Comme celui ou celle qui caresse certaines parties du monument t’Serclaes situé près de l’Hôtel de Ville de Bruxelles ou la généreuse poitrine de Marie-Antoinette d’Autriche, l’épouse de Louis XVI, roi de France, à la Basilique Saint-Denis près de Paris…

« Maca » est aussi le nom donné aux habitants de la ville, du moins ceux nés à Wavre de parents également nés dans la capitale du Brabant wallon et des Ardennes brabançonnes !
Et encore…

L’Espace muséal Toison d’or (vingt et un siècles d’Histoire de l’Europe du Nord-Ouest) à Rosières-Saint-André, le Musée de l’Eau et de la Fontaine à Genval, les châteaux de Vieusart, de Céroux-Mousty et d’Ottignies, le château-ferme de Corroy-le-Grand où une séquence du film « Rien à déclarer » de Dany Boon avec Benoit Poelvoorde y fut tournée, les églises de Dion-Valmont, Corroy-le-Grand, Dion-le-Val, Bonlez, Vieusart, Céroux-Mousty, Limelette (gisant gothique), la Ferme Wieme (XIe siècle) de Dion-le-Mont, la Ferme de l’Herbe (fournil du XVIIIe siècle) à Bonlez, la gare du vicinal à Corroy-le-Grand, la Ferme du Douaire (XVIIIe siècle) et le Bois des Justes (plus de 1 700 arbres sur cinq hectares) à Ottignies, Tour et ferme de Moriensart (XIIIe siècle) à Céroux-Mousty…

Et, comme le signale « La Wallonie des Saveurs », « les Ardennes brabançonnes, c’est aussi un terroir riche de produits de bouche, fruits de la passion des artisans locaux fidèles aux traditions et aux savoirs d’autrefois. »
À ce sujet, la « Confrérie du Stofé » s’intéresse spécifiquement à la « tarte au Stofé », une spécialité à base de fromage blanc.

L’Ardenne Bleue

Il s’agit du Pays de Vesdre, du Pays des Sources, du Pays de Herve et des Cantons de l’Est.
Ici, il est principalement question de mettre en valeur le « Pays du vélo » (www.ardennebleueavelo.be) dans des paysages superbes où prédominent l’eau et ses rus, rivières, lacs, sources, cascades…, une eau considérée comme l’« Or bleu ». Mais, il y a, aussi, le bleu comme le ciel pur des Fagnes et la gastronomie !

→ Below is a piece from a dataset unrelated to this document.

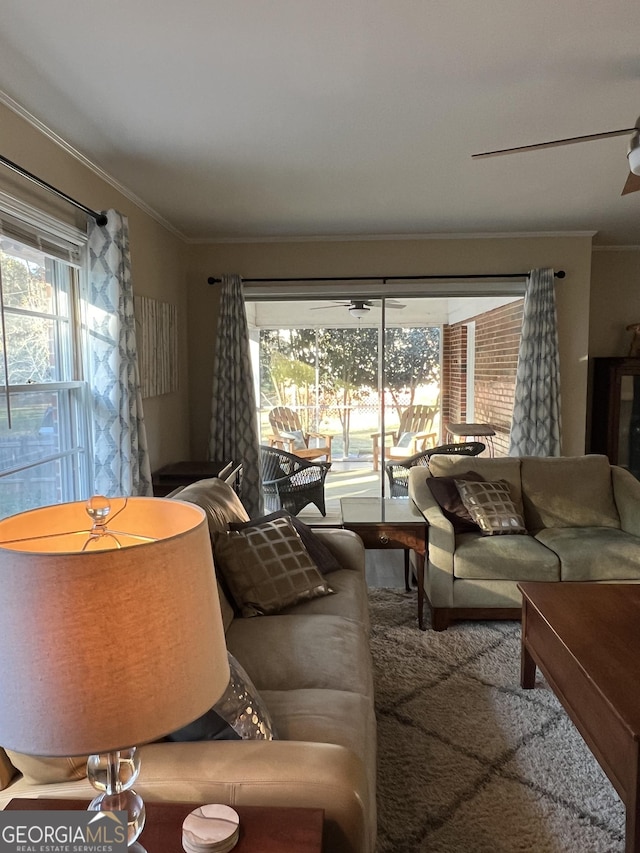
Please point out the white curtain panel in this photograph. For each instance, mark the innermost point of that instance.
(233, 432)
(536, 427)
(121, 458)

Au Pays de Vesdre, Soiron est catalogué comme l’un des plus beaux villages de Wallonie : niché dans un écrin de verdure, dominé par un château magnifique, il propose un séchoir à chardons, un lavoir, d’anciennes maisons, l’église Saint-Roch réputée pour ses splendides boiseries et ses fonts baptismaux du XIIe siècle…
« De succulentes découvertes » titre « La Wallonie des Saveurs » concernant le Pays des Sources : il y en a pour tous les goûts ! Du sucré au salé, bière ou fromage, chocolats ou jus de fruits…, les produits de terroir sont d’une grande richesse gastronomique. Et, de citer : bières Bobeline blondes, brunes ou ambrées, vins aromatisés aux fleurs et fruits comme la Rosée de Spa et la Fleur de Franchimont, pâté aux myrtilles ou aux airelles…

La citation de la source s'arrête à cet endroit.